Richard Graham wrote:
Re: [OMPI devel] RFC: sm Latency
On 1/20/09 2:08 PM, "Eugene Loh" <eugene....@sun.com> wrote:
Richard Graham wrote:
Re: [OMPI devel] RFC: sm Latency First, the
performance improvements look really nice.
A few questions:
- How much of an abstraction violation does this introduce?
Doesn't need to be much of an abstraction
violation at all if, by that, we mean teaching the BTL about the match
header. Just need to make some choices and I flagged that one for
better visibility.
>> I really don’t see how teaching the btl about matching will
help much (it will save a subroutine call). As I understand
>> the proposal you aim to selectively pull items out of the
fifo’s – this will break the fifo’s, as they assume contiguous
>> entries. Logic to manage holes will need to be added.

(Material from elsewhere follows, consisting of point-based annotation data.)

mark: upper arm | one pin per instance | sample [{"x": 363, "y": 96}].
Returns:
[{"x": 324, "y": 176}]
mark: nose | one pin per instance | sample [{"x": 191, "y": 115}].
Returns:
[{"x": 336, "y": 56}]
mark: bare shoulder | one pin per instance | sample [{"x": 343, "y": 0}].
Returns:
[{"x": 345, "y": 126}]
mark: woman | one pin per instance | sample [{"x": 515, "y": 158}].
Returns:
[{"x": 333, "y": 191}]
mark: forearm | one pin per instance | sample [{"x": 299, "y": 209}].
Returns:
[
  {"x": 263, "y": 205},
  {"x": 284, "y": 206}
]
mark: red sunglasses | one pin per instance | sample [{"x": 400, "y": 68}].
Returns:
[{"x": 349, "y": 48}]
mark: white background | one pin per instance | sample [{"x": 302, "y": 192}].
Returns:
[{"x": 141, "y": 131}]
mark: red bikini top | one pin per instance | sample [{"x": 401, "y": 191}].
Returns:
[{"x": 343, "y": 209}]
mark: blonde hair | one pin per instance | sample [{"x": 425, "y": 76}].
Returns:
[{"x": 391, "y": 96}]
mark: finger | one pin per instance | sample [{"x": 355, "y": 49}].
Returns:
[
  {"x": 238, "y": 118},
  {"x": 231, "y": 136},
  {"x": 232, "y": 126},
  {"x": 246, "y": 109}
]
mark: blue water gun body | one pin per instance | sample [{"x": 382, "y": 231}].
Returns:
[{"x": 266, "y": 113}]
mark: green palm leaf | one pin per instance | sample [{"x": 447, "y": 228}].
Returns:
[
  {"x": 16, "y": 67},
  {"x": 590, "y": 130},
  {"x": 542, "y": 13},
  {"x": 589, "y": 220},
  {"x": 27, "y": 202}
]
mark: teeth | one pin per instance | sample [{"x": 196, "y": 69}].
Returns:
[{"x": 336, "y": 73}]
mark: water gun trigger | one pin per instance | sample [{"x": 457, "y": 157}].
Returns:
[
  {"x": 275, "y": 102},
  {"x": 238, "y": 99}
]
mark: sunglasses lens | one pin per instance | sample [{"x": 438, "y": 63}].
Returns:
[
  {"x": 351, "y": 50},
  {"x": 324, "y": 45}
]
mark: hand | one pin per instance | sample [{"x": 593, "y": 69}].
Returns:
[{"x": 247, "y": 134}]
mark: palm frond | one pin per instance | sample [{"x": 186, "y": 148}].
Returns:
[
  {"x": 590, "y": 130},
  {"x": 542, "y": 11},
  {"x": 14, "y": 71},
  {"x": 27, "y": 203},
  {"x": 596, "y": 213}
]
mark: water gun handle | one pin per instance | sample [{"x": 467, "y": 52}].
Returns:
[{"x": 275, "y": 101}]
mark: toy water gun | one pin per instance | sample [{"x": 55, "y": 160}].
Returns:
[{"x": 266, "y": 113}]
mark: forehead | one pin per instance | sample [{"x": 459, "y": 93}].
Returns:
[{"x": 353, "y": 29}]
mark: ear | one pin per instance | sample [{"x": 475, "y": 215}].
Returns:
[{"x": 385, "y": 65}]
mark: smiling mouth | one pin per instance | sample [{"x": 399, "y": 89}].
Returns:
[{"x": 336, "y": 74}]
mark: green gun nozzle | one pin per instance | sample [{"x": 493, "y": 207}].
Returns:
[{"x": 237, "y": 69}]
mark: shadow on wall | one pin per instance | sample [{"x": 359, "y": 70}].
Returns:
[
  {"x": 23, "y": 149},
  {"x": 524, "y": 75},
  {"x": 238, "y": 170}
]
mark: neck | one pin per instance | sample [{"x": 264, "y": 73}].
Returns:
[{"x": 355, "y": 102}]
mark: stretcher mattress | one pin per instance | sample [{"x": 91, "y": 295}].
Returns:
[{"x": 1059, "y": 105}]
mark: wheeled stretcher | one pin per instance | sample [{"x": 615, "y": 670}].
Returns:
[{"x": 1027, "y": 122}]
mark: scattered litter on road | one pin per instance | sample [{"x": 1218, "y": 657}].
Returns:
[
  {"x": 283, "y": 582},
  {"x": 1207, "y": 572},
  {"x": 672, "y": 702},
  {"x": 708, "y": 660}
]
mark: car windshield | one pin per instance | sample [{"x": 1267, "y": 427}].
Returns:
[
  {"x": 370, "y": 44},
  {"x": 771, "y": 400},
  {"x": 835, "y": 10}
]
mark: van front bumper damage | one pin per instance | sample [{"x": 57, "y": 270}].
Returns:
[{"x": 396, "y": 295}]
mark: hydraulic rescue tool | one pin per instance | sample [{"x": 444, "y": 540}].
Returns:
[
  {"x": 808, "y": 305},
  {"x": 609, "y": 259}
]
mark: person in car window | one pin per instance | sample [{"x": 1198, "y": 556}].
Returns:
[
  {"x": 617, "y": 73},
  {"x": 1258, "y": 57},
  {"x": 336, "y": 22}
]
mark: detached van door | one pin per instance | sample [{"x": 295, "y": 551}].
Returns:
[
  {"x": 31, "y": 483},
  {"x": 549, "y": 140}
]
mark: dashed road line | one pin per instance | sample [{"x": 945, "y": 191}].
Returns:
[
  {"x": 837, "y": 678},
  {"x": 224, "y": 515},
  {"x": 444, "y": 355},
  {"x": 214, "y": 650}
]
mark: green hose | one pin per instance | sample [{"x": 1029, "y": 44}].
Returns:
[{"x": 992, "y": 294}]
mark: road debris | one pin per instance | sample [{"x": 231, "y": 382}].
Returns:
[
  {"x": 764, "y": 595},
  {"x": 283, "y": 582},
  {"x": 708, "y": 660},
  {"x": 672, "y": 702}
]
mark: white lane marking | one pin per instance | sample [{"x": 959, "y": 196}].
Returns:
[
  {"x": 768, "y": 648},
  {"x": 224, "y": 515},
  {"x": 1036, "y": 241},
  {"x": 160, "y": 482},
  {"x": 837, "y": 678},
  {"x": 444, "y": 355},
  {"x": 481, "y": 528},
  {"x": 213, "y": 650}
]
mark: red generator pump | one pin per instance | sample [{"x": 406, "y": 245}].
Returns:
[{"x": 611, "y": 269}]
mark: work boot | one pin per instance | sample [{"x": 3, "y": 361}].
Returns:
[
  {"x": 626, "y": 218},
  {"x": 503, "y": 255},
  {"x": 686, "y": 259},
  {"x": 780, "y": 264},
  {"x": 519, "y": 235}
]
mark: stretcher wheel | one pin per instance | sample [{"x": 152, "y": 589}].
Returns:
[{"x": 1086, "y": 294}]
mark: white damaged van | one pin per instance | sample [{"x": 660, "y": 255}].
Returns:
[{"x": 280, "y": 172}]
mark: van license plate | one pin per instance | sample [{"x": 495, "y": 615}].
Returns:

No. It's still a FIFO. You look at the tail of the FIFO. If you can
handle what you see there, you pop that item off and handle it. If you
can't, you punt and return control to the ULP, who handles things the
traditional (and heavier-weight) method. If the item of interest isn't
at the tail, you won't see it.
This looks like the btl needs to start
“knowing” about MPI level semantics.
That's one option. There are other options.
>> Such as ?
PML callback. Jeff's question about how much performance (if any) one
loses with callback is a good one. If I were less lazy (and had more
infinite time), I would have tested that before sending out the RFC.
As it was, I wanted to see how much pushback there would be on the
"abstract violation" issue. Enough, it turns out, to try the
experiment. I'll try to test it out and report back.
If you replace the fifo’s with a single link
list per process in shared memory, with senders to this process adding
match envelopes atomically, with each process reading its own link list
(multiple writers and single reader in non-threaded situation) there
will be only one place to poll, regardless of the number of procs
involved in the run.
*) Doesn't strike me as a "simple" change.
Let me be clear that I can see many benefits to this approach and don't
think it's prohibitively hard. So, I'm not trying to shoot this
approach down entirely. I do have the proposed approach implemented,
though, and it seems like a smaller change in behavior from what we
have today, and many of the optimizations are unrelated to polling (and
hence to the "single queue" proposal).
|